Afrika den Afrikanern!

Wie so häufig liegt die Wahrheit jenseits einfacher Erklärungen. Zweifellos gibt es negative Außeneinflüsse auch nach dem Ende des Kolonialismus, der selbst zahlreiche Fehlentwicklungen begünstigte. Daneben waren und sind Afrikaner aber keine hilflosen Objekte auswärtiger Mächte. Die gegenwärtige Diversifizierung externer Akteure erhöht zudem die Agency afrikanischer Akteure. Diese steigende Handlungsfähigkeit begünstigt eben jene "Augenhöhe", die in feierlichen Reden oft beschworen wird. Der Politik sei geraten, afrikanischen Regierungen und Angehörigen der Zivilgesellschaft mit Respekt zu begegnen und eine paternalistische Haltung abzulegen, welche die Rettung Afrikas immer noch als eine "mission civilisatrice" betrachtet. Letztlich wird sich Afrikas Entwicklung am Handeln von Afrikanerinnen und Afrikanern entscheiden. Der Westen bleibt aufgerufen, die eigenen Einflussmöglichkeiten realistisch einzuschätzen und auf Politiken zu verzichten, die Probleme eher verstetigen als sie zu beseitigen. Dies gilt vor allem für die Unterstützung von Regierungen, die ihren Ländern schaden, aber aus geopolitischen Gründen für den Westen nützlich sind. Angesichts sich wahrscheinlich verschärfender weltpolitischer Rivalitäten liegt darin eine große Gefahr für Afrika.

"Die gegenwärtige Diversifizierung externer Akteure erhöht die Agency afrikanischer Akteure."

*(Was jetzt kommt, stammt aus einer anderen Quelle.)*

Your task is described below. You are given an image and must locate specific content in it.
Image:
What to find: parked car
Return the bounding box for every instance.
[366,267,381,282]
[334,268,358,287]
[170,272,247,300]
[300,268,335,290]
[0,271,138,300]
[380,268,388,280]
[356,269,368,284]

Die Wissenschaft bleibt aufgerufen, Forschungslücken zu schließen. So ist die Frage, in welchem Maße der Kolonialismus Afrikas Gegenwart bestimmt, noch immer eher eine Glaubens- als eine Wissensfrage. Gleiches gilt für die Frage, in welchem Maße externe oder interne Faktoren die Entwicklung Afrikas beeinflussen. Die Afrikawissenschaften haben sich vermehrt Mikrothemen zugewandt und empirische Makrostudien vernachlässigt. Wir sollten Afrika angesichts zahlreicher positiver Entwicklungen zudem nicht nur als Ort von Katastrophen betrachten. Erfolgreiche Beispiele eröffnen einen besonderen Erkenntnisgewinn, der sich möglicherweise unmittelbar anwenden lässt. Damit verbunden sind dezidiert vergleichende Perspektiven vielversprechend. Dies betrifft den Vergleich innerhalb von Afrika und den Vergleich von Afrika mit anderen Regionen. Und nicht zuletzt: Es gilt, Afrika nicht nur von außen zu betrachten, sondern verstärkt mit afrikanischen Wissenschaftlerinnen und Wissenschaftlern zu kooperieren.